Strymon’s ultimate goal is to drive research and innovation in datacenter management. It advances the current practices in that the hypothetical datacenter state is fully exposed to Strymon users in a timely manner (as well-defined data streams), enabling the composition of deep analytics and cross-layer simulations in real time and within the same execution engine.
Strymon’s design and implementation is driven by the following needs:
Low latency - High throughput. Strymon focuses on real-time data processing over thousands of input streams, e.g. logs of events coming from the datacenter. Modern datacenters are heavily instrumented and produce TBs of event logs within minutes; in this setting, fast reaction to changes in the behavior of the datacenter requires that vast amounts of events are being processed online, while the logs are generated, kept for a while and then dropped. To meet this need, Strymon adopts a pure event-driven streaming execution model, which provides interactive response times, even for complex iterative data processing pipelines.
Scale up and out. Strymon can be deployed in clusters of a modern multi-core machines with zero configuration cost. Any dataflow program in Strymon is transparently parallelized using the available workers (threads/processes) as specified by the user. Currently, the number of available workers is statically defined (upon start-up) but dynamic re-scaling in Strymon is the focus of our ongoing research.

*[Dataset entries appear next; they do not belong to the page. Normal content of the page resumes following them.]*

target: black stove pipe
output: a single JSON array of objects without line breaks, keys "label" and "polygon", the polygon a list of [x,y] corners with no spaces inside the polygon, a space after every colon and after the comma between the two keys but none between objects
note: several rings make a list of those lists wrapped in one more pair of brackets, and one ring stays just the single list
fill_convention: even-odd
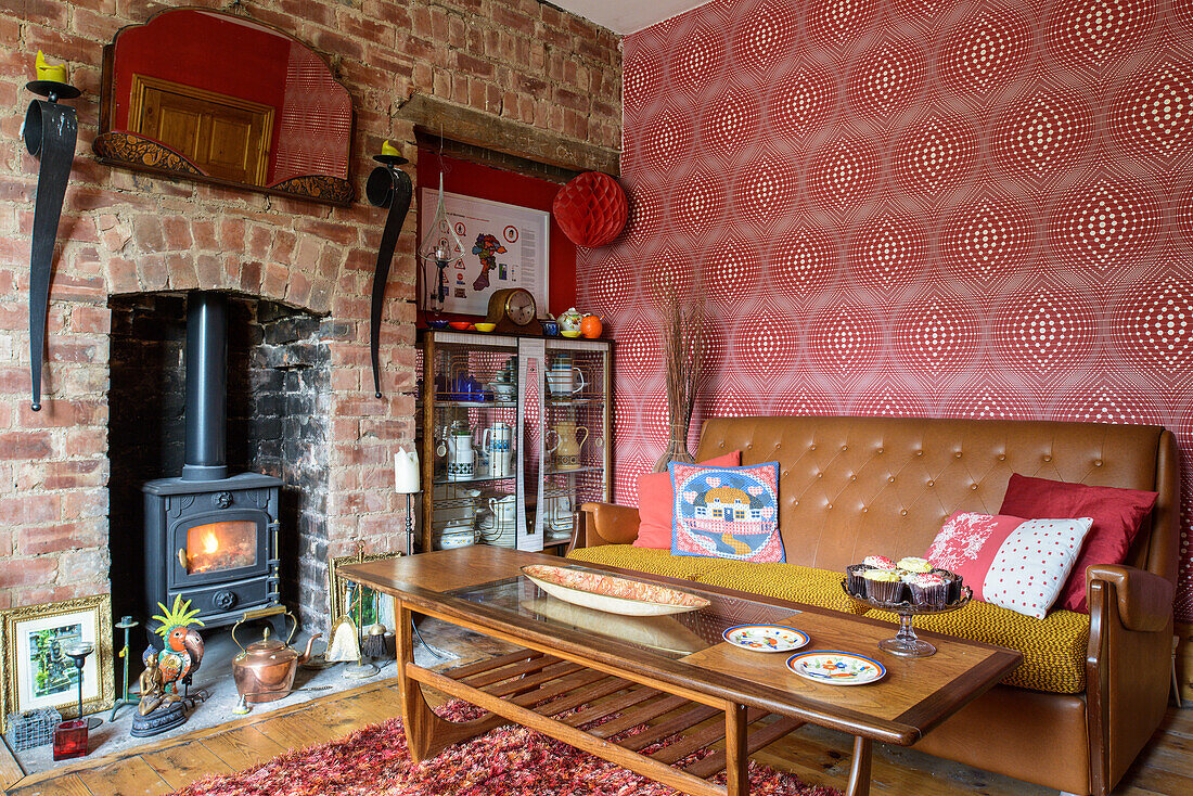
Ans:
[{"label": "black stove pipe", "polygon": [[228,300],[196,291],[186,303],[184,481],[228,477]]}]

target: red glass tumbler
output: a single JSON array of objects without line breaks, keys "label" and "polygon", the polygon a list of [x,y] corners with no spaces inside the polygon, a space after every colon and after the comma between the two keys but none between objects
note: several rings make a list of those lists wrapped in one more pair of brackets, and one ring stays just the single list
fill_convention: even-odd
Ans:
[{"label": "red glass tumbler", "polygon": [[64,721],[54,730],[54,759],[69,760],[87,754],[87,720]]}]

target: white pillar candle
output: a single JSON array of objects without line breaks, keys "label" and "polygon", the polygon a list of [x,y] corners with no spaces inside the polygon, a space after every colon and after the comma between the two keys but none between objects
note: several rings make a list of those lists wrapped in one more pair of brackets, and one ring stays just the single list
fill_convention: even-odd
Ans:
[{"label": "white pillar candle", "polygon": [[394,492],[414,494],[419,490],[419,453],[413,448],[398,448],[394,453]]}]

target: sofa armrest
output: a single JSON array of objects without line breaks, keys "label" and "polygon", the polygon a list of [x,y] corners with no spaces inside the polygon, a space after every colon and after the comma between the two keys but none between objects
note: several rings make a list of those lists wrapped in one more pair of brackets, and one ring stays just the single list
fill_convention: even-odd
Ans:
[{"label": "sofa armrest", "polygon": [[1114,585],[1119,619],[1127,630],[1155,633],[1168,627],[1175,593],[1169,581],[1146,569],[1099,564],[1086,569],[1087,593],[1096,580]]},{"label": "sofa armrest", "polygon": [[617,504],[582,504],[580,531],[569,549],[594,548],[601,544],[629,544],[638,538],[638,510]]},{"label": "sofa armrest", "polygon": [[1135,567],[1086,569],[1086,714],[1094,794],[1108,794],[1164,717],[1173,585]]}]

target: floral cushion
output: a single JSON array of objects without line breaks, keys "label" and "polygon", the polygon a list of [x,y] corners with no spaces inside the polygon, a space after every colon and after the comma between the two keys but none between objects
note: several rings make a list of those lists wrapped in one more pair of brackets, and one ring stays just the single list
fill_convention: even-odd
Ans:
[{"label": "floral cushion", "polygon": [[1093,522],[957,512],[925,557],[960,575],[975,598],[1043,619]]},{"label": "floral cushion", "polygon": [[781,563],[779,463],[701,467],[672,462],[672,555]]}]

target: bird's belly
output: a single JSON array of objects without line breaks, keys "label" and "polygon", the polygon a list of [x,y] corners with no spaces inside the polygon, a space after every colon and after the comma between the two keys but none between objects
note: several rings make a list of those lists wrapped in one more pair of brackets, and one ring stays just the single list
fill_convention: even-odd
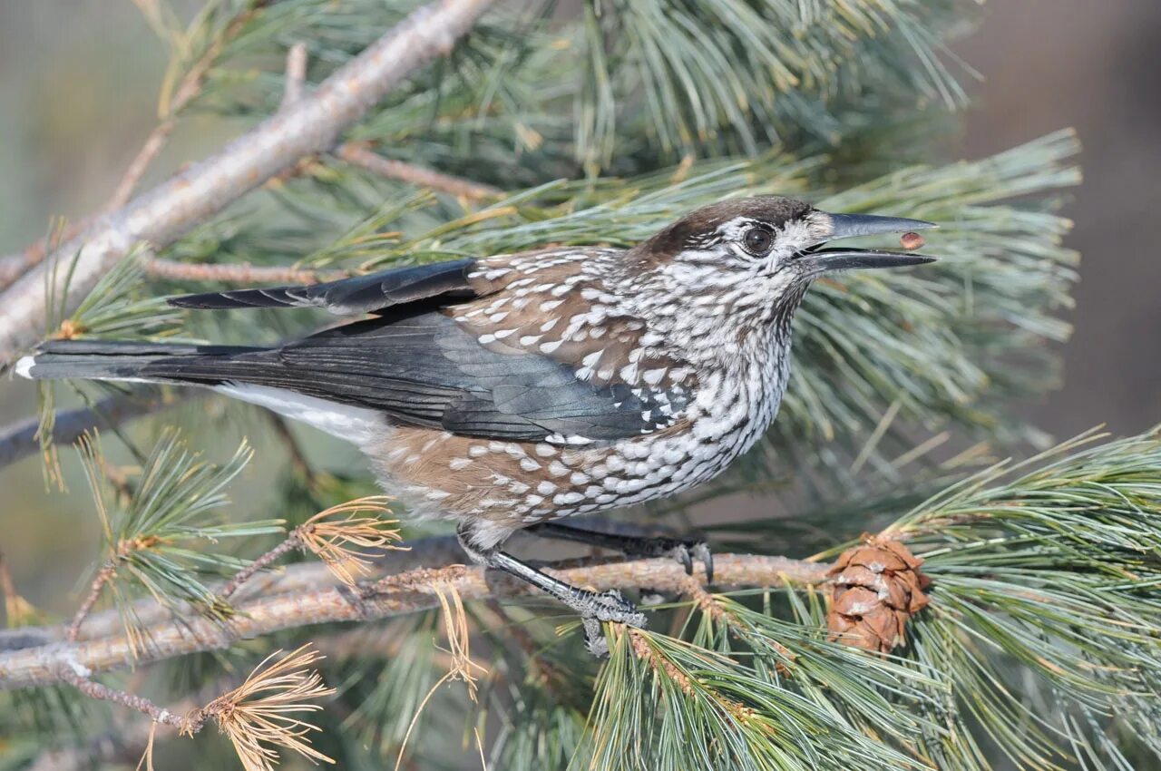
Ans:
[{"label": "bird's belly", "polygon": [[592,447],[396,427],[369,454],[387,491],[413,513],[518,528],[686,490],[720,474],[758,431],[738,425],[698,435],[684,424]]}]

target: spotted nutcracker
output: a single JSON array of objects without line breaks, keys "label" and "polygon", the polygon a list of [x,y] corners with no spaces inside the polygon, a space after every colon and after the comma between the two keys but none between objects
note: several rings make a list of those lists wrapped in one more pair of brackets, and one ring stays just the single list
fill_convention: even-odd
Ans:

Reliability. Strymon focuses on continuous mission-critical management tasks in the datacenter; therefore, it is designed and implemented as a system that is always up and running. For small datacenters, Strymon can be used as a rack-scale system but we also found cases where it needs to be deployed in large clusters, e.g. for scaling out long-running network analytics. In this setting, fast recovery from system failures is of utmost importance for Strymon’s adoption in practice, and is something we are currently investigating.
Expressivity. Strymon’s programming framework supports a wide range of datacenter management tasks, from standard performance monitoring to complex network simulations with dynamic routing algorithms and advanced load balancing techniques. Strymon users can express jobs as timely dataflows with an imperative language. Recently, we have started experimenting with high-level declarative languages to facilitate datacenter analytics and certain management tasks like resource virtualization.
Modularity. Strymon adopts a neat publish-subscribe system paradigm where data sources (streams) and jobs (timely dataflows) can be registered and de-registered dynamically at runtime. Composability of dataflows is natively supported by Strymon as a means to facilitate programming and reuse of intermediate analysis results.
Modest use of resources. Strymon can comfortably keep up with fast and possibly unbounded input streams of data with modest computational and memory resources. In real-world scenarios provided by our industry partners, there is the need to continuously process more than 1000 distributed log streams with high input rates, using tiny clusters of up to 10 commodity machines.
Ease of use. Strymon aims to serve as a useful tool for datacenter administrators. Besides easy deployment and tuning, its success also lies in intuitive programming APIs, meaningful visualizations, and good support for debugging.